There was a mix-up of identification tags which saw the wrong man wheeled into theatre and his skull opened.

Kenyans were shocked by the news, with some demanding the dissolution of KNH’s board of directors and top management over the recent negative reports from the health facility.

Lawyer Donald Kipkorir said on Twitter: “Dear Hon. Sicily Kariuki, Minister for Health... Kindly dissolve the Board Of Directors & the top Management Of Kenyatta National Hospital, the biggest Hospital in Eastern Africa... The many mishaps are symptomatic of deep Systemic Rot. KNH needs Fresh Start, not Reforms.”

@ItsMutai said: “Lily Koros CEO of Kenyatta National Hospital should have resigned by now If indeed she has a heart. KNH has been run down. It is now the most dangerous hospital in Kenya to visit.”

@Nanjala1 said: “Imagine living in a country where a person can get brain surgery *by mistake* in the largest hospital in the country. That is the state of public hospitals in Kenya.”

“Patient misidentification is a risk every day, especially for lab & radiology tests and surgeries. That’s why there are protocols to follow. It’s like a chain of custody. Teamwork is key. If someone in that chain doesn’t do their part, wrong patients end up on the table,” Dr. Mercy Korir commented.
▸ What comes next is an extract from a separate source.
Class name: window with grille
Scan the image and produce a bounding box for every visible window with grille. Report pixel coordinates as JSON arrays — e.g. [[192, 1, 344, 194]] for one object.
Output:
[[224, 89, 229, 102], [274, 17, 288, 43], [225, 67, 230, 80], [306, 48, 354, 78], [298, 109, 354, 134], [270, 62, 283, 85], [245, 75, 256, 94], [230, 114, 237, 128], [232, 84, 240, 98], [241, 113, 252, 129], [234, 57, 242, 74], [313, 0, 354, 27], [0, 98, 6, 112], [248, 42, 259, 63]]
@Ohta_Ryota wrote: “If you know what it takes for a patient to get to theatre and have their skull opened, the checks, the number of people involved, the forms to be filled etc, you would understand the level of sickening negligence in KNH”

One week ago, a woman sneaked out of the country's largest referral hospital with the two-week-old baby while the mother was being attended to at the facility.

The baby was found in Kawangware after police launched a search for the suspect, who was captured on CCTV cameras.

Last month, KNH was on the spot after some women alleged that they had been sexually harassed by mortuary attendants at the hospital.

Hospital CEO Lily Koros said after investigations into the allegations that no such incident happened at KNH.